The authors have taken historical facts and woven them into a compelling and fascinating story.  Belle de Costa Greene was one of five chidren born to a Black couple in the days after the Civil War when freedom and equality appeared to be possible.  Her father was a Harvard educated professor when Reconstruction failed and Jim Crow became the dominant model in the South while de facto segregation and discrimination prevailed in the north.  Belle’s mother, seeing the reality and faced with light-skinned children, decided to move to NYC and pass as whites.

Belle was working at the Princeton University library when she developed a working relationship with the nephew of J.P. Morgan, one of the wealthiest and most influential men in the country.  When Morgan sought a librarian to organize and develop his private library of incanubula and rare manuscripts, his nephew recommended Belle who Morgan hired.
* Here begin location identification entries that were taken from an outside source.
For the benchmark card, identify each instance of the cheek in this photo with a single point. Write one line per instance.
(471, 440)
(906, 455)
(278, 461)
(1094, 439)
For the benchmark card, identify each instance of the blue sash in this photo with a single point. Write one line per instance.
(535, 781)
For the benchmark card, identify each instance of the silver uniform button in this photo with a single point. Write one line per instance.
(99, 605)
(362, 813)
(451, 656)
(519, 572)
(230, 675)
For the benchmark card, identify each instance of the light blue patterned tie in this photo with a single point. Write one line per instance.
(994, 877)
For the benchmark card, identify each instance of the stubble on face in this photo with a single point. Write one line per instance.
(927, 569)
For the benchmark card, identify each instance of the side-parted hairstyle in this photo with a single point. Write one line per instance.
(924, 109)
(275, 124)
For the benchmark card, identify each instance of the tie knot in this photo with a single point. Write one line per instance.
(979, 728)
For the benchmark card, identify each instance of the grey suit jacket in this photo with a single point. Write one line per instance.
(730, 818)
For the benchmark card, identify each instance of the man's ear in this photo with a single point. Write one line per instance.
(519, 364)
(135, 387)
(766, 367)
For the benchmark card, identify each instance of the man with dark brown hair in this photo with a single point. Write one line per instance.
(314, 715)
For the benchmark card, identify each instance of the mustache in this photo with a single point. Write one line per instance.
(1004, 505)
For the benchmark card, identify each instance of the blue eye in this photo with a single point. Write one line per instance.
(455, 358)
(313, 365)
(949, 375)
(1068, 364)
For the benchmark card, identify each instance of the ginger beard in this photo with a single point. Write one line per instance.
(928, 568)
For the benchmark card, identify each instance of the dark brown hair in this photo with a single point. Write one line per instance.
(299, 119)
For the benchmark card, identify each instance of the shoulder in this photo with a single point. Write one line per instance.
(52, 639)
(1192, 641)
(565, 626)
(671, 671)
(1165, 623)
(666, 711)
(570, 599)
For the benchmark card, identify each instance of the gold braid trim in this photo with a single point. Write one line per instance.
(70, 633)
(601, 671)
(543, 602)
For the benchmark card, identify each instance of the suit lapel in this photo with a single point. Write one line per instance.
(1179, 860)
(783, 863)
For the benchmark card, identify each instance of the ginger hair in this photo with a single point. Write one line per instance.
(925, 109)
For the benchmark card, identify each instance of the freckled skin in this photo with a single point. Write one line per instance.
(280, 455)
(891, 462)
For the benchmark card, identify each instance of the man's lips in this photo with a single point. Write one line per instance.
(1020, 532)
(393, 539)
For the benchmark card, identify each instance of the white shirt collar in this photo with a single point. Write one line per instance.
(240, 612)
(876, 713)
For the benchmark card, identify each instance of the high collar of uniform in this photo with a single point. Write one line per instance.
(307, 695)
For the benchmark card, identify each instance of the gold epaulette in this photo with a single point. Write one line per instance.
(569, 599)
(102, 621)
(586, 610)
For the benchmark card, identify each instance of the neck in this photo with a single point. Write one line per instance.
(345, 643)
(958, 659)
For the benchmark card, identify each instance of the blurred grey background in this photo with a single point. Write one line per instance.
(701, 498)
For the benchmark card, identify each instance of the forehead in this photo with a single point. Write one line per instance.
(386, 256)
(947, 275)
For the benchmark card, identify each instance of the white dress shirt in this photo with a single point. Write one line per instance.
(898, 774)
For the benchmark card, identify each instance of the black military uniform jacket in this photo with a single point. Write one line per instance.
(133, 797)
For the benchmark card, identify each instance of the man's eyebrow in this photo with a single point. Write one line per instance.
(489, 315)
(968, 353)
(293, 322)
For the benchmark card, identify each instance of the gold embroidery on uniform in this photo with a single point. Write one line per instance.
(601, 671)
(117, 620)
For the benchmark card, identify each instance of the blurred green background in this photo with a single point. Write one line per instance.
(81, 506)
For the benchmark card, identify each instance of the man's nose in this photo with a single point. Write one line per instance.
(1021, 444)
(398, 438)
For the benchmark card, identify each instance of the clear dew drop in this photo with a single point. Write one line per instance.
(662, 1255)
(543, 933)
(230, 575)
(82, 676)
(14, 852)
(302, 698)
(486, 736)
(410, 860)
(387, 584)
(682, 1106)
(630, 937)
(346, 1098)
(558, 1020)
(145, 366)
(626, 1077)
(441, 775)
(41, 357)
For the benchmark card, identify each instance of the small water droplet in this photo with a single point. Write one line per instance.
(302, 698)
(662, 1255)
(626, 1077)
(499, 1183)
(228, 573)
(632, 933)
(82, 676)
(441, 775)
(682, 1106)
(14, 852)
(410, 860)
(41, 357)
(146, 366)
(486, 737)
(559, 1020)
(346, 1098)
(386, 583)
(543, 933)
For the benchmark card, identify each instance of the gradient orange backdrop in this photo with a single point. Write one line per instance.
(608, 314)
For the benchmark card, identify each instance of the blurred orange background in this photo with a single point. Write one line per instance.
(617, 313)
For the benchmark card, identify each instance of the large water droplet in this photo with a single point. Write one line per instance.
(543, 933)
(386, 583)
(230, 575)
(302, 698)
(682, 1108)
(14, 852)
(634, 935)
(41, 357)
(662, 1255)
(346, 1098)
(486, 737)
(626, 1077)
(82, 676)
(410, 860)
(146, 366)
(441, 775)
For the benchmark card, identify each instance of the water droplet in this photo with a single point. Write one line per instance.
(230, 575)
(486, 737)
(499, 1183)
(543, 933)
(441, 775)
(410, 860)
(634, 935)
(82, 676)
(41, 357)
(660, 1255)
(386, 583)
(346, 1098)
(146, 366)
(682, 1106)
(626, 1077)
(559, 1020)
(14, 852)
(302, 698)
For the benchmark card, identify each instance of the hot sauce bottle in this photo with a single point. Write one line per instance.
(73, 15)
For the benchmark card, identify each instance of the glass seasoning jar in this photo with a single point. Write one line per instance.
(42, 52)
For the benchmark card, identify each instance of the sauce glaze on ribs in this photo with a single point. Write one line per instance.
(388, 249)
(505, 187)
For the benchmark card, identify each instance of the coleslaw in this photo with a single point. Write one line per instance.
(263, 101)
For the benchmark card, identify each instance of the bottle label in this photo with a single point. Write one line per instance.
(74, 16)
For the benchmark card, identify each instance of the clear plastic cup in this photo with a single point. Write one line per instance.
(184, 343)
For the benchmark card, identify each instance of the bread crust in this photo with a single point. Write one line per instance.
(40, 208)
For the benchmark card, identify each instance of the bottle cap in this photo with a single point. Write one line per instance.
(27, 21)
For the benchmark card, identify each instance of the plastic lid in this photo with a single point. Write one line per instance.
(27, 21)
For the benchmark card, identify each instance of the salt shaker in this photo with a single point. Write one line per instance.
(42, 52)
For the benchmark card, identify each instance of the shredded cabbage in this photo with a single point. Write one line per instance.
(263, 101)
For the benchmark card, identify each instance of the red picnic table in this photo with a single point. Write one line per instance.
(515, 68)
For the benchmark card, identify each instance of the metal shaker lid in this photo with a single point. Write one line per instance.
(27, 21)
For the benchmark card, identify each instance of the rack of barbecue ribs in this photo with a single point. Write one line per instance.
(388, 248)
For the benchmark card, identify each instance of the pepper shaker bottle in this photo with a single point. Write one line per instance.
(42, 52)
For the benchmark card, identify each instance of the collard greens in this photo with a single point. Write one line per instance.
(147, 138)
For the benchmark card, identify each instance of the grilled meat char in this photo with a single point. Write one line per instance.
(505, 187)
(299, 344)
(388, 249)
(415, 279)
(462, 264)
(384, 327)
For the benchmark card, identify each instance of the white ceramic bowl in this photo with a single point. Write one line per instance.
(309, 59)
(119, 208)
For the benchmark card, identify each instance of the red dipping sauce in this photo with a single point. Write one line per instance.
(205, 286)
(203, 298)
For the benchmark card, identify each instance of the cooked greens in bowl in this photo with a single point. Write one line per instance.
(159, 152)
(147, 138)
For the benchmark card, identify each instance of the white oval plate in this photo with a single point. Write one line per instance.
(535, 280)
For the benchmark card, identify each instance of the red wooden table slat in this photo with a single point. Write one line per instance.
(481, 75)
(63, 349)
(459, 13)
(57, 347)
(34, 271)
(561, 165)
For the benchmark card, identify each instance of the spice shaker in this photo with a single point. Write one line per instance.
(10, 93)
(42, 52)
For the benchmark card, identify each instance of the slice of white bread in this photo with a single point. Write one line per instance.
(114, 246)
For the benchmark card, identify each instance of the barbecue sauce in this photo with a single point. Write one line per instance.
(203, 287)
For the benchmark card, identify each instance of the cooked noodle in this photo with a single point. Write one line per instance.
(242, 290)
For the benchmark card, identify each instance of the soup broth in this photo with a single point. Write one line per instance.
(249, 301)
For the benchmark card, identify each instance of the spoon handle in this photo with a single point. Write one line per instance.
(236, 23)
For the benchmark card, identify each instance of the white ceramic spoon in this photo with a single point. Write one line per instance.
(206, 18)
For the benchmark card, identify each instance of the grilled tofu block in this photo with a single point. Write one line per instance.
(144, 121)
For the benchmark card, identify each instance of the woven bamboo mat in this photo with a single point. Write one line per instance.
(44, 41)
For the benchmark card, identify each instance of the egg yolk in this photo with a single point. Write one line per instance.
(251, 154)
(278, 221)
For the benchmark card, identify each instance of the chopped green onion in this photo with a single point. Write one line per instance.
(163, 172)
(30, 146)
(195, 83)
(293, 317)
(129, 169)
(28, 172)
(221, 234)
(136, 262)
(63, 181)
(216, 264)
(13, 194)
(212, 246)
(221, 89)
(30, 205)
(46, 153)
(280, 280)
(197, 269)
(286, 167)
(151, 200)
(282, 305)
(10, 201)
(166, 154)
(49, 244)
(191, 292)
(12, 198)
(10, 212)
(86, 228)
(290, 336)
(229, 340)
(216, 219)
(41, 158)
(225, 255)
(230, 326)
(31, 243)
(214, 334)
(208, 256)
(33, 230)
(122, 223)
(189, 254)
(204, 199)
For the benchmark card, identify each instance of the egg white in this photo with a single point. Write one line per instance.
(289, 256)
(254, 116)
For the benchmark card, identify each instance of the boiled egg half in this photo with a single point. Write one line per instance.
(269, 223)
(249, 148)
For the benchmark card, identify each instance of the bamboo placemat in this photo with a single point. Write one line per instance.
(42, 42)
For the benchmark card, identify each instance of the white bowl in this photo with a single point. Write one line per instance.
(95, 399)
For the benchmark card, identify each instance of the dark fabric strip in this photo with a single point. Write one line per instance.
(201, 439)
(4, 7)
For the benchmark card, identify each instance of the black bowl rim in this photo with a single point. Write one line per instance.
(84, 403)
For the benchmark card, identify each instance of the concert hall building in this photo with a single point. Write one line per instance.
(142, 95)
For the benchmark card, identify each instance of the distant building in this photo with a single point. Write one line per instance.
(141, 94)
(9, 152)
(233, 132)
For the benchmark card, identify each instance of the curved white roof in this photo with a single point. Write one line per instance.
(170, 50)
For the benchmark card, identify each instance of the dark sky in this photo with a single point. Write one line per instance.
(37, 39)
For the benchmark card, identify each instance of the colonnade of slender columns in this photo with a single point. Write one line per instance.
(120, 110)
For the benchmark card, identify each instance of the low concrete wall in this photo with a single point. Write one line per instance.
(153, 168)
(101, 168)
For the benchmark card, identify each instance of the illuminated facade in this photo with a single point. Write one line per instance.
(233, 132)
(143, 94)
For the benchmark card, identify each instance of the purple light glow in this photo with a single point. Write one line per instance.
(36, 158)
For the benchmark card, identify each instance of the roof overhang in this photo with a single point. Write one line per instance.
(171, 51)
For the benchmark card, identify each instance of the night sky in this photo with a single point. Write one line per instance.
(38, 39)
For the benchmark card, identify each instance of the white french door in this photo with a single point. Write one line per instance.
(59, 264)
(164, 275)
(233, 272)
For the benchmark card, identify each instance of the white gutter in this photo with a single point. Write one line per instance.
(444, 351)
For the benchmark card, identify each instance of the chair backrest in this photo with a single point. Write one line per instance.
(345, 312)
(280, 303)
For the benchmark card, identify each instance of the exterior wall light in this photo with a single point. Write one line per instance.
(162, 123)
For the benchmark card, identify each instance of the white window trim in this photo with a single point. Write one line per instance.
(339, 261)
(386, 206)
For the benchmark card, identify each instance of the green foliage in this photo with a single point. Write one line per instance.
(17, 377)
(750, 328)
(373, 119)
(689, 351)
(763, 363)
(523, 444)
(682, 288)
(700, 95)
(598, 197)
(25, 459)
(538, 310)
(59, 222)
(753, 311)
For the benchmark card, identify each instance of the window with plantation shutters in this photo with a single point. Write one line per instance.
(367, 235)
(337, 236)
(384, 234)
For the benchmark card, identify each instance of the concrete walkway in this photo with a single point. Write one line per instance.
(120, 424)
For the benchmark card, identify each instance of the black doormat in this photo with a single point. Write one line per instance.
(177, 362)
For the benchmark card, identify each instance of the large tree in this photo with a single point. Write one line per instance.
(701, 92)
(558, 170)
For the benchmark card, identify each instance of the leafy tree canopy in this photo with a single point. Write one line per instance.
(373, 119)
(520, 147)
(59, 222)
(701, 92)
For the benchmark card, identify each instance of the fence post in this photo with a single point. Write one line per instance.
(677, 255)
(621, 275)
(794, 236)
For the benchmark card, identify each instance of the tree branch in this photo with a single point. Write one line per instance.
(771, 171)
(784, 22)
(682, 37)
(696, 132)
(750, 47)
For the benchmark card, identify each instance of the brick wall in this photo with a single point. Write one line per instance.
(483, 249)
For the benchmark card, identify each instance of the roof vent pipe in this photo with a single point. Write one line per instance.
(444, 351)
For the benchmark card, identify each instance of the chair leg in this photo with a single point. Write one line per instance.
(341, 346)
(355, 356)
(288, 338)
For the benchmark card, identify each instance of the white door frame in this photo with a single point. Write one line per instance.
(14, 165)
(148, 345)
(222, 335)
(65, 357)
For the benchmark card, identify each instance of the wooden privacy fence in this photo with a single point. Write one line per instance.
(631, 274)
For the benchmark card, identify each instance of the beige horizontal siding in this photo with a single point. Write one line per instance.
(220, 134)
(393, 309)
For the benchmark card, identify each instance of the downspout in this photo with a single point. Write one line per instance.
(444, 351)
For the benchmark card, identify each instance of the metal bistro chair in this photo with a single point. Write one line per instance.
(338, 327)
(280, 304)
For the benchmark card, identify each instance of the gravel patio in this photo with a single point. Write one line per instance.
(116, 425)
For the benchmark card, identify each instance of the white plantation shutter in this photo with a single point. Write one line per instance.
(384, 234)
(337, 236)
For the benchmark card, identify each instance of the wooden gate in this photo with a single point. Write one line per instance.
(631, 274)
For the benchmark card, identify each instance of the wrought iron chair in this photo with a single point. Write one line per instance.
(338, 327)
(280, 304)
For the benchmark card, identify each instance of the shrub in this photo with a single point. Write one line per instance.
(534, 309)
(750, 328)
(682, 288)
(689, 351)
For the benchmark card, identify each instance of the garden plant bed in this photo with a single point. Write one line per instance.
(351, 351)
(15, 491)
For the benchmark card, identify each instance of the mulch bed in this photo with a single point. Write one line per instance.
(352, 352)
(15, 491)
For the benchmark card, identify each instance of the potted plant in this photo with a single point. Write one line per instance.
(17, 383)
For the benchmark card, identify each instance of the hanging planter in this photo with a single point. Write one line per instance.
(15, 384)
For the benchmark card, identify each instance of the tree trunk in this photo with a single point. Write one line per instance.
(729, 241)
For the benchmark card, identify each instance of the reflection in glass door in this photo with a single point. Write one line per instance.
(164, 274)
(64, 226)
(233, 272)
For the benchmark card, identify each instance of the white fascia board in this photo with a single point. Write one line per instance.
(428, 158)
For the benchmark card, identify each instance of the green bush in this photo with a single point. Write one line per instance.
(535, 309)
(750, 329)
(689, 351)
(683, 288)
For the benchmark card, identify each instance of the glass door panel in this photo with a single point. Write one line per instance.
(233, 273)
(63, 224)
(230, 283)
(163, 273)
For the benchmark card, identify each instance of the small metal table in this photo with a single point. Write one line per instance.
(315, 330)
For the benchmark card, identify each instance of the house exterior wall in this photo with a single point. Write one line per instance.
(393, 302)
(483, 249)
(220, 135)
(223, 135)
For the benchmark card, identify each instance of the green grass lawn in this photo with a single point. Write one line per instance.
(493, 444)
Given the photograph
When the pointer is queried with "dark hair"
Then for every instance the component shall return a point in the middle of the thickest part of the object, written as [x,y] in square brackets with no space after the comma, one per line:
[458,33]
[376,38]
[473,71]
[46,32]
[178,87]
The book chronicles Belle’s incredibly successful work in building this collection as well as the challenges she faced in ‘passing’ in the early years of the 20th C.  Her relationship with Morgan and with the art critic Bernard Berenson are wonderfully drawn, and the book is both informative and gripping. What I had initially dismissed as ‘chick lit’ (me bad) turned out to be a fine piece of fiction.  The writing is good enough and the story, plot, and characters are terrific.

This is a good selection for next summer’s beach reading or listening.  A friend who listened to the book on Audio thought it better to listen than to read.